“Paint on canvas” is probably one of art history’s most common technical descriptions. It is easy to grasp; one can almost feel what it is about. At the same time, “paint on canvas” is synonymous with painting, from the Renaissance masters to Modernist avant-gardists to contemporary artists’ less ideologically charged works. Landscapes, religious allegories, portraits of historical figures, a play of abstract forms, or quite simply paint dripped on the flat surface – all of these works can be described as “paint on canvas”.
The three words cover a breathtaking range, which, historically, has presented a significant challenge for artists. The words also enable an investigation of the limits and identity of one’s art practice. The technical description becomes a laboratory for testing how artistic theories relate to the real world.
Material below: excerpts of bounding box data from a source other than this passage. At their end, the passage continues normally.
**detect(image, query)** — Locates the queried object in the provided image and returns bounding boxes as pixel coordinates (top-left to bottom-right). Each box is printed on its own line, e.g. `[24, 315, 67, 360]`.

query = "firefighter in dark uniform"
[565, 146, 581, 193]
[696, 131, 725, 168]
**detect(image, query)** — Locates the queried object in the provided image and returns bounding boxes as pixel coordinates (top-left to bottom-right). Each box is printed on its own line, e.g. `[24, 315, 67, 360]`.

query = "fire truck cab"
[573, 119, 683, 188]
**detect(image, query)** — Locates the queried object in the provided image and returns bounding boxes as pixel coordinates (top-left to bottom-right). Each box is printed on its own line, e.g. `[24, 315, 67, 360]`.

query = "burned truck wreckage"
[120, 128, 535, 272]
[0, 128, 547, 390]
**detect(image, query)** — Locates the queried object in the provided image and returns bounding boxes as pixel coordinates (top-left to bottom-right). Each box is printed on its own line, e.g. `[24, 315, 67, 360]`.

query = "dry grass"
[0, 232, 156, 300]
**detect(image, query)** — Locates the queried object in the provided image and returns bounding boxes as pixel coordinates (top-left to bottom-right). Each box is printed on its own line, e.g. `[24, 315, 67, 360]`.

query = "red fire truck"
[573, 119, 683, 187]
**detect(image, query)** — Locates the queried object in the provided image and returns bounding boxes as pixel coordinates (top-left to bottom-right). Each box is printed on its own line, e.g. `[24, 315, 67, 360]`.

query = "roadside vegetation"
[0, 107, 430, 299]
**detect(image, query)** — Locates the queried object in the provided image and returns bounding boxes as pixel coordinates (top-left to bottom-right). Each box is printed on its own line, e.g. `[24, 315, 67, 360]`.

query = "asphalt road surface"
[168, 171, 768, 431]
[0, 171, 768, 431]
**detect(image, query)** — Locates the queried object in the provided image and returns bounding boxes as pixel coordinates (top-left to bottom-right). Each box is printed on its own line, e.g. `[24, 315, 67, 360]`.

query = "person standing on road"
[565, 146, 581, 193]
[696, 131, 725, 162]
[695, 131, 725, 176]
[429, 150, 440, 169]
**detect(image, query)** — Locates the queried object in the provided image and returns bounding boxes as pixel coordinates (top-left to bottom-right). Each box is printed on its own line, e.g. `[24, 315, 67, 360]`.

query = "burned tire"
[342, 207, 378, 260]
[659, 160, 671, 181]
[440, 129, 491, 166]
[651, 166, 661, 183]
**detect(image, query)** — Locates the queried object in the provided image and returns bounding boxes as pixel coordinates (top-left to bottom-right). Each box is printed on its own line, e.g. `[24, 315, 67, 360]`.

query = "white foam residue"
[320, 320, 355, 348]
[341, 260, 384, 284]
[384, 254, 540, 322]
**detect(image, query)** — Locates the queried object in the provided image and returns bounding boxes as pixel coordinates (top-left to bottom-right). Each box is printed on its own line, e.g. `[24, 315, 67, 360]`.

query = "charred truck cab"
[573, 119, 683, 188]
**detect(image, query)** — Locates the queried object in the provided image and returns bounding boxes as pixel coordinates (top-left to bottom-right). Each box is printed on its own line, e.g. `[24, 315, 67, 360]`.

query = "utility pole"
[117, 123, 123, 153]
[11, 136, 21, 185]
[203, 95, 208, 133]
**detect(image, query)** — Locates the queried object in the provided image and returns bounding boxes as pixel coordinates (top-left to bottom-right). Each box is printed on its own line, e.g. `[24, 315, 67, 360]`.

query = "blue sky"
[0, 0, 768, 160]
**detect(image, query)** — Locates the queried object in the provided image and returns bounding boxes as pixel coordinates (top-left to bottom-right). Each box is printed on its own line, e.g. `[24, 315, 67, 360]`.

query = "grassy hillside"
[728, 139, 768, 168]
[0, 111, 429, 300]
The works in Charlotte Walentin’s series Blue also adhere to the technical description “paint on canvas”, but they are not paintings on stretched canvas. Instead her “paintings” hang, gently folded, from invisible holders on the wall.
“In fact, the origin of the works has to do with gravity and the weight of the material,” Charlotte Walentin explains. “I had created some works with just one or a couple of folds and now I wanted to take it a step further in the direction of creating works with a larger object character.”
In the series Blue, Charlotte Walentin works with canvas in six-metre rolls. Setting out from the entire width of the rolls, she sprays the rolls with ink mixed with water which she then brushes into the fabric. An important factor of the process is that she will never have a complete overview of the canvas. She rolls it out, sprays it, brushes it, and folds it, piece by piece.
“It stimulates me not to have a total overview,” Charlotte Walentin says. “For me, the works are as much about what I see as what I don’t see. Often things occur during the process, things I didn’t anticipate.”
She garners inspiration from various sources, including post-minimalism and artists such as the American Robert Morris, whose works of folded felt have the same restful character as those of Charlotte Walentin. But that’s as far as the analogy goes.
“I have always been fascinated by the weight as well as the silence of Morris’s felt works,” Charlotte Walentin says. “I wanted to enter into a dialogue with these works and see what would happen if you introduce a more fluid element such as paint into the equation. The process becomes rhythmical, it pendulates between the chaotic, when the ink runs, and the controlled, when I fold the canvas.”
Charlotte Walentin’s works may appear simple, but they gain in depth by small, repetitive dislocations that give rise to something new, something different.
“By not showing everything, I have to dispense with some things,” Charlotte Walentin says. “There is value in the humility that such limitations entail.”